For what you describe, I'd try some Seafoam in the gas. There are people who say it is worthless, or worse, and there are people who claim it it is a miracle cure. I am somewhere between those extremes, but have found that it often seems to help when there is a fuel related problem, and I use some periodically in my Honda HHT35SUKA trimmer (yours looks to be the same model) when it has a loss of power such as you describe. The carburator seems highly vulnerable to minor fuel imperfections and can collect varnish even when run dry. Use ethanol-free gas if you are not already doing so.


----------



## Franny K (Apr 14, 2020)

I got a new plug and loosened the intake valve clearance a bit. It did not respond to dumping out the gas and running it dry like it did yesterday. The tank vent must be in the cap but actually running correctly has been only after sitting all winter and described above. I am back to exactly the same mark to put the choke at as last year. Cracking the cap makes no difference.

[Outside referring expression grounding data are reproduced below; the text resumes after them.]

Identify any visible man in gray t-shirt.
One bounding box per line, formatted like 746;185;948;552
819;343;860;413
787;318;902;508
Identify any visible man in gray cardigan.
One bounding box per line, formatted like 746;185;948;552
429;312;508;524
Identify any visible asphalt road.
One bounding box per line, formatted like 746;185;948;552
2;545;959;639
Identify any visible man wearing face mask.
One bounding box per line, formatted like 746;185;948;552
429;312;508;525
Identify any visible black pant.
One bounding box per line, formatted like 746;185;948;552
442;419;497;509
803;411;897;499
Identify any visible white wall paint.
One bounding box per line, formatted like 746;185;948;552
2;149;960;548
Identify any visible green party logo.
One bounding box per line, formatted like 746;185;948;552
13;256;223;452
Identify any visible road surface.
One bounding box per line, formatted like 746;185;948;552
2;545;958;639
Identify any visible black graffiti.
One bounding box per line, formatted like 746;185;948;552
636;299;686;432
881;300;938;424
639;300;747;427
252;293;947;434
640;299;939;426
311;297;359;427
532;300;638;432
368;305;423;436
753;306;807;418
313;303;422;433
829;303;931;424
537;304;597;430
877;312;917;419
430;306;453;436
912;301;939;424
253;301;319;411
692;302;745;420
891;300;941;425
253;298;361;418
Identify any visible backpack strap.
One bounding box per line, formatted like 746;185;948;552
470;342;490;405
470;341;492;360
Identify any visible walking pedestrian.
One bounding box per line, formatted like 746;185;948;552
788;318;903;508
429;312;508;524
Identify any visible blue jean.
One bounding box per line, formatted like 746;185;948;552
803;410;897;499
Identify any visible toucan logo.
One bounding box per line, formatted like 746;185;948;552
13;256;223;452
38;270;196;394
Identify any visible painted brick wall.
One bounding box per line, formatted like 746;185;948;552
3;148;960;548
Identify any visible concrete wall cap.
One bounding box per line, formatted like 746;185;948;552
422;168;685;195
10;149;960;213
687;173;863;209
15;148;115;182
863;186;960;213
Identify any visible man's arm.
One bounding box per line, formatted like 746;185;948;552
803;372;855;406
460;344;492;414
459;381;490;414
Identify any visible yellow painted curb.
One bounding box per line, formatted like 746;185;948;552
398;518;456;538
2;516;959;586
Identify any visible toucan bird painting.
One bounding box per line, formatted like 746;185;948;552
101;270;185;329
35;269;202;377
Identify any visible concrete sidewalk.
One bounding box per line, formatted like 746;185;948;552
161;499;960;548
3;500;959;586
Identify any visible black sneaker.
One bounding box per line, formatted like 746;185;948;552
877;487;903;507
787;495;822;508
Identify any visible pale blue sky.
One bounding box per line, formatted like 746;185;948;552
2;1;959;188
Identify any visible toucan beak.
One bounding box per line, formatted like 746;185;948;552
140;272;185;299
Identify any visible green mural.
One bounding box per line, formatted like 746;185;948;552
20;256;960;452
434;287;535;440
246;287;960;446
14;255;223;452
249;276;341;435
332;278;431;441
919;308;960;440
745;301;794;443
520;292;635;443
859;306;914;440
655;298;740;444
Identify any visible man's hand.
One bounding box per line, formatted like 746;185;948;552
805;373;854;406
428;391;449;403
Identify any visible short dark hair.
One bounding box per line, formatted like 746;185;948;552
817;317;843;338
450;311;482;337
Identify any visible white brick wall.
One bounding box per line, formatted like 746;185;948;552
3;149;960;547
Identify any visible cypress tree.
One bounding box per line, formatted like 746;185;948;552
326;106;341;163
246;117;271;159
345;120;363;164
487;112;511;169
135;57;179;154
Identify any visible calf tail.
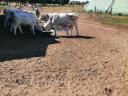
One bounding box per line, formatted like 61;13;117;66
3;9;6;15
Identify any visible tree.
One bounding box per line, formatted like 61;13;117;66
3;0;70;5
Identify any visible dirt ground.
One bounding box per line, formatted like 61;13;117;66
0;6;128;96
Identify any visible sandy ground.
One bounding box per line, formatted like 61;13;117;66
0;7;128;96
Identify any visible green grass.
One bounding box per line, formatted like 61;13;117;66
100;15;128;26
0;2;6;8
0;5;6;9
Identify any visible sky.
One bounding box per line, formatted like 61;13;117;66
70;0;92;2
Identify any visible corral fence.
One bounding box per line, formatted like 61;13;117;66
0;1;85;13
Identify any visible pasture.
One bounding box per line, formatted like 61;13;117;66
0;5;128;96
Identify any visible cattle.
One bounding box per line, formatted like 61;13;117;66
3;7;40;28
3;9;17;27
32;7;40;17
40;13;57;22
10;11;38;35
41;13;79;37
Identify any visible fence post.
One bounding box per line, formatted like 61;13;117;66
95;6;96;13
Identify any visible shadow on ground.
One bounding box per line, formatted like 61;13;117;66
0;15;59;62
59;35;95;39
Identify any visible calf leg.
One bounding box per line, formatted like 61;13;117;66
10;24;13;32
5;18;10;27
54;29;57;37
74;22;78;36
66;31;69;37
18;25;23;34
70;25;73;36
65;27;70;37
53;25;57;37
31;24;35;36
4;19;7;27
13;25;18;35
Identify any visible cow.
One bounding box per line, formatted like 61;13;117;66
3;8;40;28
41;13;79;37
10;11;38;35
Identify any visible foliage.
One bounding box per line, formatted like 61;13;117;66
100;15;128;26
3;0;70;5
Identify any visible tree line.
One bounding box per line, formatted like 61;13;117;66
4;0;70;6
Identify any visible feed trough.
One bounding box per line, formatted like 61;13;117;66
35;26;53;37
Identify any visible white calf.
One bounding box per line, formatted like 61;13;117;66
3;9;18;27
42;13;79;36
4;8;40;27
10;11;38;35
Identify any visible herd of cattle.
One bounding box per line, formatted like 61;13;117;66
3;6;79;37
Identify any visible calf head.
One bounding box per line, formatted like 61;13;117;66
40;14;50;22
43;16;53;31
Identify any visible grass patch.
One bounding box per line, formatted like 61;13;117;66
43;5;82;13
100;15;128;26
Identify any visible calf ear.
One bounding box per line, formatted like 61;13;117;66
49;16;53;21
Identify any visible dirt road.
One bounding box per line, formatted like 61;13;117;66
0;13;128;96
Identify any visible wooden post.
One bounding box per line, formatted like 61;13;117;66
95;6;96;13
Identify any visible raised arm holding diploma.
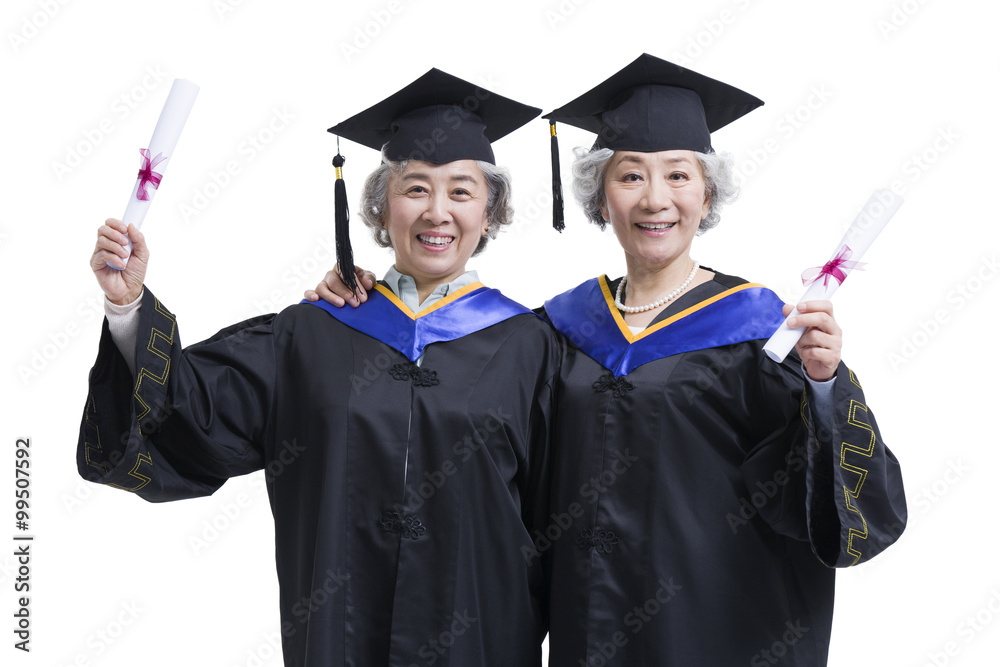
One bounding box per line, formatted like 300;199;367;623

Perhaps they put the carburetor for the 25cc model on it? There is a small channel going from the intake port to the impulse opening on the carb and a gasket. It is really small like half a small worm hole. At best half a lead (graphite) of a normal pencil.

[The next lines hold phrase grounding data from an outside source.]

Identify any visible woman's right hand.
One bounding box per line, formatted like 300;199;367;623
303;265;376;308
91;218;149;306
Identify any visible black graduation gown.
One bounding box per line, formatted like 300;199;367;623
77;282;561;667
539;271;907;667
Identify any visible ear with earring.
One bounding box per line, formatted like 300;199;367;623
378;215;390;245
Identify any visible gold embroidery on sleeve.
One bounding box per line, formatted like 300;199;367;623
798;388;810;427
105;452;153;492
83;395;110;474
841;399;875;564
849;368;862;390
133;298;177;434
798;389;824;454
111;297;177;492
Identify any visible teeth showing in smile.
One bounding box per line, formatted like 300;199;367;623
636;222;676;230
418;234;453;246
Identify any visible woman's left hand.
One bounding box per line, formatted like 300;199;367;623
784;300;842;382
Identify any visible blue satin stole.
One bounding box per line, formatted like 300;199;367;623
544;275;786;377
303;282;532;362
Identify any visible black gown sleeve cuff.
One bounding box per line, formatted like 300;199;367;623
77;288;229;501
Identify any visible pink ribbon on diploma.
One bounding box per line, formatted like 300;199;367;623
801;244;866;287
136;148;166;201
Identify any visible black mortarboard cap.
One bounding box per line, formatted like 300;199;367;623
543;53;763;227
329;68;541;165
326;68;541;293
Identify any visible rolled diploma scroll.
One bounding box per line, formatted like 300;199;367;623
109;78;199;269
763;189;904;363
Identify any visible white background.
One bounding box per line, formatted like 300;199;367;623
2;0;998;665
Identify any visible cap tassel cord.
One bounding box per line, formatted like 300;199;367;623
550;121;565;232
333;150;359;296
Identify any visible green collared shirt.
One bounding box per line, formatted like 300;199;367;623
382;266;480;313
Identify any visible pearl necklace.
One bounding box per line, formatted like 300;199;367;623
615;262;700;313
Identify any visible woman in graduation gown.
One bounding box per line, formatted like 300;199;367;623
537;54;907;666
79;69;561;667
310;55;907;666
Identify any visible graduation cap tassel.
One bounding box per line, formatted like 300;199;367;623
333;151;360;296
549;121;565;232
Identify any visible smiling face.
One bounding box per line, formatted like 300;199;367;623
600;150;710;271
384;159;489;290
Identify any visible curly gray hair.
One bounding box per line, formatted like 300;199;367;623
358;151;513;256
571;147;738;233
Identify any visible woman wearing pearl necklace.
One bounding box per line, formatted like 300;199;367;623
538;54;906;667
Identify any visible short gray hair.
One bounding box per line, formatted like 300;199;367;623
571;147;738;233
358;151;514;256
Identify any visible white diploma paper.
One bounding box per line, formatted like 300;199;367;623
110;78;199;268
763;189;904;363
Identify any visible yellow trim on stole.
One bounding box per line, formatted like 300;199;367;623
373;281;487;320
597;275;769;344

As to the fuel. I generally use no ethanol gasoline in the small equipment like this. I hoped that would work last year. The carb is clean inside. My eyes can't see well enough to tell if the jet is blocked. They have usb microscopes now that are pretty impressive but I don't have one. I got it at a huge John Deere dealership in Marietta Ohio. They said just put it in a shopping cart and wheel it over to the service window. I am over the river in WV it still is usually a good part of a day when I go to Marietta and then I may be far away if and when they decide it is fixed.

I bought the first one at the Honda motorcycle shop in Marietta. They did not have any when I wanted the second one. I even prior got an Efco powered device with this engine. I got that from Baileys when the dropped Efco. It had a valve keeper come off when I started it up and revved it the first time. It ran sort of for a while and eventually I had to put a new valve in it and it never had this issue.


----------



## Franny K (Apr 21, 2020)

I switched the carburetors on the two of them and the problem follows the carb bearing numbers 36 522 and the earlier one that works well is stamped 36 336. I bought a carb off ebay for about $10, even has a spare sponge like air filter that seems to work properly but has no numbers on it.

Still a mystery why the problematic one worked as it should after sitting all winter and as described and posted at the start here.


----------